T.J. Miller, the troubled former “Silicon Valley” star, was arrested Monday and faces a federal charge for allegedly calling in a false bomb threat on an Amtrak train to New York City, officials announced Tuesday.
The comedian faces up to five years in prison if convicted of intentionally conveying to law enforcement false information.
Miller called a 911 dispatcher during an Amtrak ride from Washington, D.C. to New York March 18 and said a female passenger “has a bomb in her bag,” according to the U.S. Attorney’s Office in Connecticut. Amtrak officials stopped the train in Westport, Connecticut and bomb squad members searched it, but they found no evidence of an explosive device or materials.
An investigator followed up with Miller, who offered defenses for his call in slurred speech. The officer asked if Miller drank alcohol that day and the actor replied, “One glass of red wine.” Miller also denied having a mental illness and told the officer, “This is the first time I’ve ever made a call like this before. I am worried for everyone on that train. Someone has to check that lady out.”
Investigators later determined that Miller had been on a different train when he placed the call. An attendant on that train said Miller got kicked off in New York due to intoxication and “hostile exchanges” with a woman sitting near him in a first class car.
Investigators ultimately determined Miller had “a grudge” against the woman on the train and called 911 with false information, the attorney’s office said. A search of the woman found no evidence that she was carrying a weapon or doing anything suspicious.
Miller was arrested at LaGuardia Airport Monday night.

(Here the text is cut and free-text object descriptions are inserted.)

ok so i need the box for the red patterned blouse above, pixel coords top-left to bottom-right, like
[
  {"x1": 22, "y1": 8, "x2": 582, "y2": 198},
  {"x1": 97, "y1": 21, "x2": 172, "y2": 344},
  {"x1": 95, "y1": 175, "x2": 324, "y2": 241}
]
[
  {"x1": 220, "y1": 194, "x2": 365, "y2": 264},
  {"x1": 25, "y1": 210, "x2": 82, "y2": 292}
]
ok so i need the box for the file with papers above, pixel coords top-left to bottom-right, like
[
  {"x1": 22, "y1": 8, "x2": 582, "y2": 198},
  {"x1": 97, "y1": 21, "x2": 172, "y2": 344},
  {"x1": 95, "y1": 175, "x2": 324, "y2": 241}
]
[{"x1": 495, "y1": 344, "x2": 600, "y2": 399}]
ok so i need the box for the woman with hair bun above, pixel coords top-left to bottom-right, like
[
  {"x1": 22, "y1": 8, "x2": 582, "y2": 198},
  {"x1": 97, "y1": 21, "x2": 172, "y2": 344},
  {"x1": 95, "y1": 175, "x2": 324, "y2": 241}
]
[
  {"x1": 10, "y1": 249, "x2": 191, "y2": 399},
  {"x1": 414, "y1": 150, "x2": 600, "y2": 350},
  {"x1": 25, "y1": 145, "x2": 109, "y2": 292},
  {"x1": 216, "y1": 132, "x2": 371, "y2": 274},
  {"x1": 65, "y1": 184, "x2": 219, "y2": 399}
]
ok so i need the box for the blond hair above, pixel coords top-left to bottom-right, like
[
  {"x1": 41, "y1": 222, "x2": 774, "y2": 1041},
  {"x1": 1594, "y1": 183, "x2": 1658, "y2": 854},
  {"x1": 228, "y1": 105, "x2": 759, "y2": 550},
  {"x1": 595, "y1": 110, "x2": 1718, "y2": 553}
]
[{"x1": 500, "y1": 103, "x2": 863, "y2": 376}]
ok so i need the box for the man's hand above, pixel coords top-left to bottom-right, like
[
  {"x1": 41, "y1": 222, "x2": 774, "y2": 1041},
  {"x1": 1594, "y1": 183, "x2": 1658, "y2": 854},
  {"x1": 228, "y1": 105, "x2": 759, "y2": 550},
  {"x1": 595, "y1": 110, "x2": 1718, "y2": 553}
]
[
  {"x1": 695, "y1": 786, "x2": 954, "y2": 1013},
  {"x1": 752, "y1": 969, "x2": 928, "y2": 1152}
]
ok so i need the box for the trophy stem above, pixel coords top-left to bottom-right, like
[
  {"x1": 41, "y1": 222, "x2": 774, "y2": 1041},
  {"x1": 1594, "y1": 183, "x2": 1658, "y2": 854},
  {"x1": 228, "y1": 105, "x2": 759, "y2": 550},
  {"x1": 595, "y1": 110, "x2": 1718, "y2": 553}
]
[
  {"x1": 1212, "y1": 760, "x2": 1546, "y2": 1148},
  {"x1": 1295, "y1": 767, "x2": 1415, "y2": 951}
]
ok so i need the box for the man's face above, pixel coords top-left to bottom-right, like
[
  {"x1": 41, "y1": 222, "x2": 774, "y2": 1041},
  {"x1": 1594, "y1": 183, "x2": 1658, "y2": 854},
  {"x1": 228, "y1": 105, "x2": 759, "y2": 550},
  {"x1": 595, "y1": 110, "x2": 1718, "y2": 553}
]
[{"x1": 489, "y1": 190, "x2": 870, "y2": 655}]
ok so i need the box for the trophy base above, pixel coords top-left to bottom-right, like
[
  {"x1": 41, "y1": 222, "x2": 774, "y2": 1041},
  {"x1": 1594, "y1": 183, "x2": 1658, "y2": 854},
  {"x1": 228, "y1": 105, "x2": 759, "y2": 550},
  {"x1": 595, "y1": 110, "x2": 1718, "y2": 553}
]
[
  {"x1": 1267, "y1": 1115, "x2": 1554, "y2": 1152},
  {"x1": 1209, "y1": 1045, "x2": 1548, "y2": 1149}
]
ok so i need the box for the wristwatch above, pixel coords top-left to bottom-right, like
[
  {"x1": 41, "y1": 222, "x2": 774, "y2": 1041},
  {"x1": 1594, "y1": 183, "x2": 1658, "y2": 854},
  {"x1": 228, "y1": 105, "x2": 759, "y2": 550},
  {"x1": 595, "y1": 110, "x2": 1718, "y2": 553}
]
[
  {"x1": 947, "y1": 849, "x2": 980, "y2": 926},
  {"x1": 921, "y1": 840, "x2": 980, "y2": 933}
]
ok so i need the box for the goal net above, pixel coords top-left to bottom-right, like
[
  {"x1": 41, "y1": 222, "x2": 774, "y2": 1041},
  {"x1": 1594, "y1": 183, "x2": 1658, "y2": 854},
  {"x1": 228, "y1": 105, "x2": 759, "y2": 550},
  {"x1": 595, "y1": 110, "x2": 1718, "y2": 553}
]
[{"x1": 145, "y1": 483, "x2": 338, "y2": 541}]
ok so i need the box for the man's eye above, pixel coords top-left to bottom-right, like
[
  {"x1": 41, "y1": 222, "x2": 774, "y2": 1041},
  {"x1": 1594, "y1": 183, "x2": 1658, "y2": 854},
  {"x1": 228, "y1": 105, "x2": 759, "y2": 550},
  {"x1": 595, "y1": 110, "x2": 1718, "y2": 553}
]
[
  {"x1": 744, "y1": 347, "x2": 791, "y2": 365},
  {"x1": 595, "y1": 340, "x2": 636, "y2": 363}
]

He appeared before a judge in New Haven Tuesday and was released on $100,000 bond.
Miller was previously arrested in 2016 for allegedly assaulting an Uber driver in Los Angeles over an argument about Donald Trump. A woman who said she dated Miller when they attended George Washington University has accused him of choking and punching her without her consent, but he has not faced charges.
Insiders on "Silicon Valley," which Miller left in 2017, said he was a "danger" to have around and became notorious for outbursts and unprofessional behavior.